Some say the world will end in fire, but a poet named Frost thought ice is also nice and would suffice. At a savings over freezing your entire body, you can now freeze only your severed head and have it maintained in a special lab at a very low temperature until the time arrives when technology figures out how to download the contents of your brain to a USB. No kidding. They’re still working on it but once they’ve solved the USB part, they will then have to sort out which of all the thoughts you ever had were worth saving. Probably not many.

VI. Corporeal Gemification

You’ve always been told you were a gem. Now why not prove them right and materialize that metaphor, convert your otherwise useless cremains into a diamond? This is possible because carbon is the second-most-abundant atomic element in the body, and diamonds are made of crystallized carbon under extreme heat and pressure. There are numerous approved labs for this practice around the world, and people have been diamondizing themselves now for about 30 years. Do you really want your ashes consigned to an urn on the mantelpiece of guilt ridden heirs who frankly don’t want them?

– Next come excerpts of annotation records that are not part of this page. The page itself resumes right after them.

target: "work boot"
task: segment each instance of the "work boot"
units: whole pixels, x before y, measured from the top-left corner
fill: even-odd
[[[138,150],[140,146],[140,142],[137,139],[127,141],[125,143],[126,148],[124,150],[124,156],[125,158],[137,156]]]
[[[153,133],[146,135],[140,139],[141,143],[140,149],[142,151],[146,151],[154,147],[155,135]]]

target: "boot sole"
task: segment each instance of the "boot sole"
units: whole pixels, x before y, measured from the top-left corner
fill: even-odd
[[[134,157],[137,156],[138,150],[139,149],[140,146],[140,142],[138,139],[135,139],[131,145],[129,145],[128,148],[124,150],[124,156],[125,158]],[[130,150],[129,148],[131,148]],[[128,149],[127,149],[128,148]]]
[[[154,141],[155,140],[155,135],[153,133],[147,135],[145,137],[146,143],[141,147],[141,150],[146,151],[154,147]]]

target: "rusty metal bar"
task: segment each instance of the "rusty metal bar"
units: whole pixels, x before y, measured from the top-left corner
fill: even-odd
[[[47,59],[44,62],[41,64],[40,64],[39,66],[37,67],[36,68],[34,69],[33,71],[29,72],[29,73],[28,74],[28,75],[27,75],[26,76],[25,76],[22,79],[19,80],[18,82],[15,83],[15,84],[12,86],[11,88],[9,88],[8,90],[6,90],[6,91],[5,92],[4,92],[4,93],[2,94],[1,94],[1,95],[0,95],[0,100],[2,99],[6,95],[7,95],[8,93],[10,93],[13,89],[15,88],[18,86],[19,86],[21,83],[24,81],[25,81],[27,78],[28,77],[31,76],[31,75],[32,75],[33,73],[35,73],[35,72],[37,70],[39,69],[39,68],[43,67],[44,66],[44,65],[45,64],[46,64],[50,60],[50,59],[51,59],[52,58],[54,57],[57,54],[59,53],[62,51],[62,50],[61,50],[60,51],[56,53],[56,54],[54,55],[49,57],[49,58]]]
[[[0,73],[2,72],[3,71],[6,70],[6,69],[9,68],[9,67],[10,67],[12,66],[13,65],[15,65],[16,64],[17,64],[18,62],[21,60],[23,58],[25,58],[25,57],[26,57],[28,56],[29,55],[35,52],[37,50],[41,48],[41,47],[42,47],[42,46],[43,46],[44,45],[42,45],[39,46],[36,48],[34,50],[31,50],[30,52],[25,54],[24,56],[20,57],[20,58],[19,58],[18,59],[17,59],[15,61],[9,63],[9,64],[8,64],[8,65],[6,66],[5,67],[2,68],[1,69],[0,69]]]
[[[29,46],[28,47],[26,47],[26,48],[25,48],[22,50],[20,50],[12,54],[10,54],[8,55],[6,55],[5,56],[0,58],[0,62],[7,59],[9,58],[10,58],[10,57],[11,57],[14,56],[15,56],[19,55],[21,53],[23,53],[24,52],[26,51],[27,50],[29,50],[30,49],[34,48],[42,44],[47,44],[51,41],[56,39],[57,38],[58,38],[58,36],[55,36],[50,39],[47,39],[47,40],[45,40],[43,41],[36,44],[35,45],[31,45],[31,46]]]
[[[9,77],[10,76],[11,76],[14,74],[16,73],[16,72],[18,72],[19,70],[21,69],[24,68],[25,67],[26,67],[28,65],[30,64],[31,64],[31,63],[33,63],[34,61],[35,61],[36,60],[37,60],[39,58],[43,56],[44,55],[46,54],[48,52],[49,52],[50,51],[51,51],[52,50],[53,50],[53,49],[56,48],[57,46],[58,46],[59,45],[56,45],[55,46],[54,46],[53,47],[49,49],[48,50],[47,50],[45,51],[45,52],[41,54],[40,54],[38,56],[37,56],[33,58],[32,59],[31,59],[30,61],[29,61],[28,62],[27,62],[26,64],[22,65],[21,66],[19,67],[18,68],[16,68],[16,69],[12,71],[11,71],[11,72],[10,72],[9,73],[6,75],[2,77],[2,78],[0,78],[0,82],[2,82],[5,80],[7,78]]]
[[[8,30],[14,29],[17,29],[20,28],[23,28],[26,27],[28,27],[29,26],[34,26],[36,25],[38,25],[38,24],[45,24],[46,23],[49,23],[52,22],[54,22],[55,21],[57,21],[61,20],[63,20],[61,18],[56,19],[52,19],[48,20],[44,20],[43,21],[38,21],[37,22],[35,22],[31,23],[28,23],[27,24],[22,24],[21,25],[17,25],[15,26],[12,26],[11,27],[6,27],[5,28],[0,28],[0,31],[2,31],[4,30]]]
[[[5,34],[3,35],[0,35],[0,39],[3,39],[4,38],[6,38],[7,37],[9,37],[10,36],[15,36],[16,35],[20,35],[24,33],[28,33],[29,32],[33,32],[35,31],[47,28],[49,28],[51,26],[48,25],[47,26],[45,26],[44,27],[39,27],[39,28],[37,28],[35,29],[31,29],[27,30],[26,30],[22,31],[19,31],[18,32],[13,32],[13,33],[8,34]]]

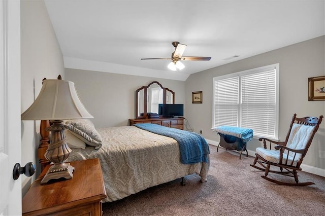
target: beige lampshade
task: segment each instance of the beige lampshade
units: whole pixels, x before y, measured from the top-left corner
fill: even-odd
[[[22,120],[91,118],[77,94],[75,84],[62,80],[44,80],[36,100],[21,114]]]

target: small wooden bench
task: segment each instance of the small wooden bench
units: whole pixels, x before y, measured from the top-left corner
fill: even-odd
[[[213,128],[220,135],[220,142],[217,148],[217,152],[219,147],[221,146],[228,150],[235,150],[240,152],[239,159],[241,159],[243,151],[246,151],[246,157],[248,157],[248,152],[246,149],[247,141],[253,138],[253,130],[249,128],[243,128],[238,127],[220,126]]]

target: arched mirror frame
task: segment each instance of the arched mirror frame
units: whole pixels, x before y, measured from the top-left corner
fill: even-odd
[[[153,81],[151,82],[147,86],[142,86],[141,88],[140,88],[137,89],[136,91],[136,118],[137,119],[147,119],[148,118],[148,110],[147,110],[147,104],[148,104],[148,89],[150,87],[151,85],[154,84],[157,84],[160,88],[162,89],[162,103],[166,103],[167,102],[167,91],[170,93],[170,94],[172,96],[172,98],[171,99],[170,103],[175,103],[175,92],[169,89],[168,88],[163,87],[161,84],[159,83],[159,82],[157,81]],[[140,94],[142,94],[143,92],[143,95],[140,95]],[[143,105],[143,115],[141,116],[138,115],[139,113],[139,104],[140,99],[140,98],[142,98],[143,99],[143,104],[141,104],[141,105]]]

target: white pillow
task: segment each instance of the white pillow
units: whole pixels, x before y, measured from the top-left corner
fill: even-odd
[[[86,143],[73,135],[69,130],[64,130],[66,141],[70,149],[85,149]]]
[[[70,120],[66,121],[70,132],[86,144],[99,149],[102,147],[102,136],[95,126],[88,119]]]

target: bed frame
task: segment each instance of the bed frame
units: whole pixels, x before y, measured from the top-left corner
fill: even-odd
[[[45,158],[45,155],[50,141],[50,139],[49,136],[50,132],[48,130],[46,130],[45,128],[49,127],[51,123],[49,120],[41,121],[40,133],[41,134],[42,138],[40,140],[41,143],[38,149],[38,157],[39,158],[39,162],[41,164],[41,172],[43,171],[47,165],[50,164],[50,161]],[[185,186],[185,182],[184,182],[184,177],[182,177],[181,179],[181,185],[183,186]]]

Supposedly, becoming a diamond costs less than a funeral and burial up north—a mere $2,200 to $9,000. As a diamond you will literally be your heirs’ best friend, just as the song asserts. All you need do is have at least a pound of your remains (more for larger carats) sent to a lab that grows diamonds, specify the number of carats you want to be, select a setting for the gem you’ll become, and pay. The lab will accomplish in a few weeks what took Mother N. millions of years. Unfortunately, you’ll never get to admire the final result, and it’s not returnable. However, you could see some samples first on the internet or try it out with your beloved Fido. Yes, people often gemify their pets. Just think how far we’ve come!